I couldn't have put it better myself. As an indie filmmaker the great joy is that I'm able to work with some really wonderful people who all have the same interest as me; to create films and tell stories the way we want them, and - since we have no choice - unencumbered by vast sums of money and huge egos. The smaller and more controllable the film, the more personal the process, the closer to the original idea you can stay.

One day I hope to be making 'bigger' films but I hope I never forget to stay true to my roots and original reasons to become a filmmaker; to feel that sense of joy and love for cinema I felt when I was a child, and to work with my friends and fellow filmmakers to thoroughly enjoy not only the final result, but the process. Because it's all about the process innit. You know, like LIFE. Ok ok, enough of that.

Bye now.

The Zomblogalypse Guide to Zombie Apocalypse Survival

I had fun making this. We're always thinking of ways to advertise the series, so decided to get in on the whole zombie survival genre that people seem to love. I just read Max Brooks' double bill of zombie books, The Zombie Survival Guide and World War Z, and it really got me thinking about how I'd survive.

I would last about 2 days, based on this.

Episode IV: A New Blog.

Geeky enough title for ya?

On the advice of a good friend I've decided to blog on a proper blog site rather than Myspace, which I don't think gets many hits really. This might not either, but the layout makes more sense.

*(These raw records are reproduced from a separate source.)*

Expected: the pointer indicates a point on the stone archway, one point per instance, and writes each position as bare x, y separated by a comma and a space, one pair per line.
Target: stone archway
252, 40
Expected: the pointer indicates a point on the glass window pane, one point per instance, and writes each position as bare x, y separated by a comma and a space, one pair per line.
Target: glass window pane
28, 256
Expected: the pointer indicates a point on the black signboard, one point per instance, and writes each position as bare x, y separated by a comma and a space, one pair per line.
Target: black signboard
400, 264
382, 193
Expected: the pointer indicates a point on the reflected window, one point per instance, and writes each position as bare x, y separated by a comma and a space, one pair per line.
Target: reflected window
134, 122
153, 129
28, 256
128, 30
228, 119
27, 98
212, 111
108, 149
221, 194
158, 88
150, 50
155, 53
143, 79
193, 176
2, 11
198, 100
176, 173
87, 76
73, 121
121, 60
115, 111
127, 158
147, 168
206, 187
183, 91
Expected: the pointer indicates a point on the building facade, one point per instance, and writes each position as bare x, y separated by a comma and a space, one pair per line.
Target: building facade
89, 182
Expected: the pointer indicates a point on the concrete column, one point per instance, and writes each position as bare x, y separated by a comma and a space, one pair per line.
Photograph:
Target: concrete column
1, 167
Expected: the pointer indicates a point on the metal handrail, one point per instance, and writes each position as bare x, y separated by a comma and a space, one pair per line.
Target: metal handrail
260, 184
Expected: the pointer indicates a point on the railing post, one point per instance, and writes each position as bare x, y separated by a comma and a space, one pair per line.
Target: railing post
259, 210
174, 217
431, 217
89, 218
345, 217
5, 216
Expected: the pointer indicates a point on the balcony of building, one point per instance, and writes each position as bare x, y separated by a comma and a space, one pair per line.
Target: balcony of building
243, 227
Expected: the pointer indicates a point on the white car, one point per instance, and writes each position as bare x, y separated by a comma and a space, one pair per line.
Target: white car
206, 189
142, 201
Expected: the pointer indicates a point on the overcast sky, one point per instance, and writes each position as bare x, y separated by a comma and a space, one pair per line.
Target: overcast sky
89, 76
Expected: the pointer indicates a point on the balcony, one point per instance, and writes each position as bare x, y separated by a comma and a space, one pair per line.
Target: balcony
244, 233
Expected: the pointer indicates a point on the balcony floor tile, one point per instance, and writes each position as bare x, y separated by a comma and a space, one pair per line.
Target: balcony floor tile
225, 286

If you'd like to catch up on this year's blogging, head to my Myspace site.

Here's the last written blog I did, just to start us off:

Riding the Waves

I don't know what else to call it; the waves that happen when you're prepping a film project, or probably any large project that relies on a lot of work and a lot of people, and eventually boils down to one day or a small amount of time where it's all supposed to come together.

Even if you keep the vision close to you and keep going, doing all the little jobs that are necessary, week in week out, there are going to be times when you wonder if you can do it, or when you have dips in the enthusiasm and energy. At times like that the only thing to do is back off, watch something or listen to something or talk to someone inspirational, or perhaps nothing to do with filmmaking at all, then wait for the next wave to hit you and go with it.

The wave can come in the form of a person, a thought or a sound or smell, but whatever the spark of inspiration is, it ignites the passion for the project again and you're off and running. This week my energies are really focused elsewhere, worries and life things that are draining energy from making CrimeFighters. But thankfully this week's inspiration came in the form of Tall Paul and his commitment to the film.

Paul is on board and we have a plan for the next month and a bit which includes going round all the locations with cameras and lights and planning shots, screening them on the big screen and developing the visual style of the film. This way we can see what works and what doesn't and not get any nasty shocks when we're shooting and watching back the footage. Also, we get to play around making the film out of the pressured environment of the actual shoot. In other words, we get to make the film before we make the film.

Paul said that he feels that we're 'primed' the make this film, in terms of where we are and what we've done before. It's a big deal, but we want it to be a big fun deal, something to get engrossed in. Yay. I love filmmaking, I do.